NCPA - National Center for Policy Analysis


June 10, 2009

Public transport may not be as green as you think, say Mikhail Chester and Arpad Horvath, environmental engineers at the University of California at Davis.  There are an array of factors often unknown to the public, such as hidden or displaced emissions that ramp up the simple "tailpipe" tally, which is based on how much carbon is spewed out by the fossil fuels used to make a trip.

The researchers give an example of how the use of oil, gas or coal to generate electricity to power trains can skew the picture:

  • Boston has a metro system with high energy efficiency; the trouble is 82 percent of the energy to drive it comes from dirty fossil fuels.
  • By comparison, San Francisco's local railway is less energy-efficient but more green, as only 49 percent of the electricity is derived from fossils.
  • Yet, the "tailpipe" quotient does not include emissions that come from building transport infrastructure or the emissions that come from maintaining this infrastructure over its operational lifetime.
  • These often-unacknowledged factors add substantially to the global-warming burden. In fact, they add 63 percent to the "tailpipe" emissions of a car, 31 percent to those of a plane and 55 percent to those of a train.

Another big variable that may be overlooked in green thinking is seat occupancy.  A sedan car or even a 4x4 that is fully occupied may be responsible for less greenhouse gas per kilometer travelled per person than a suburban train that is a quarter full, the researchers calculate.

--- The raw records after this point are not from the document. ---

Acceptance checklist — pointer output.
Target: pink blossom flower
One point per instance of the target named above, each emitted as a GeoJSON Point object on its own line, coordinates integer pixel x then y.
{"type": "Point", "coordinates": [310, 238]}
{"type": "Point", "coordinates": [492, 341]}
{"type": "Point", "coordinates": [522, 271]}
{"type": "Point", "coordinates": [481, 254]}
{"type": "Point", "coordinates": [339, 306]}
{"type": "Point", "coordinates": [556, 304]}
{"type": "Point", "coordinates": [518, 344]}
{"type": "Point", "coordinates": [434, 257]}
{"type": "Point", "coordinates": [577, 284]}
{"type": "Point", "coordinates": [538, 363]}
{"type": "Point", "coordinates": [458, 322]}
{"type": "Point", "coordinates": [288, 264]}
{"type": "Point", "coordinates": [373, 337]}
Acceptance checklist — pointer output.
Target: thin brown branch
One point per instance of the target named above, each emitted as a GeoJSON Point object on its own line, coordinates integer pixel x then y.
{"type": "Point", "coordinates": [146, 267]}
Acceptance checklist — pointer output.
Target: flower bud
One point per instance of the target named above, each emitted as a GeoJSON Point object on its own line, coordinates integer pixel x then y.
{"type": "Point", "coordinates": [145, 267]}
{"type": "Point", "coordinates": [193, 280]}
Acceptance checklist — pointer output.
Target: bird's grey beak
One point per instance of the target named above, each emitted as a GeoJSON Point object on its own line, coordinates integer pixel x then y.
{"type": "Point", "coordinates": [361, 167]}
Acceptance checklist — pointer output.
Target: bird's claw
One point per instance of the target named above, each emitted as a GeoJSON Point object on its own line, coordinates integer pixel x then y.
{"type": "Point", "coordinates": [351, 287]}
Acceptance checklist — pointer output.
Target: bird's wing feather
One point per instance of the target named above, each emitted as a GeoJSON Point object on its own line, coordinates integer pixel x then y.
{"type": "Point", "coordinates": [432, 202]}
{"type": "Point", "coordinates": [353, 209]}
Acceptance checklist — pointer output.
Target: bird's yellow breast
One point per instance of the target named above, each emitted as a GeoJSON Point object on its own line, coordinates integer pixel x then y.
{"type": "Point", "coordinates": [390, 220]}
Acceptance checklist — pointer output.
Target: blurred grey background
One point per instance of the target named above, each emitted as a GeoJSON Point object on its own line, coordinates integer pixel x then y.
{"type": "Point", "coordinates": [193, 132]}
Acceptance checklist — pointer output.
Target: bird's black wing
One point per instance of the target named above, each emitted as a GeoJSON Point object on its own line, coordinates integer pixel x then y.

Getting a complete view of the ultimate environmental cost of the type of transport, over its entire lifespan, should help decision-makers to make smarter investments, they conclude.

Source: Editorial, "Think twice about 'green' transport, say scientists,", June 7, 2009; based upon: Mikhail Chester and Arpad Horvath, "Environmental assessment of passenger transportation should include infrastructure and supply chains," Environmental Research Letters, June 2009.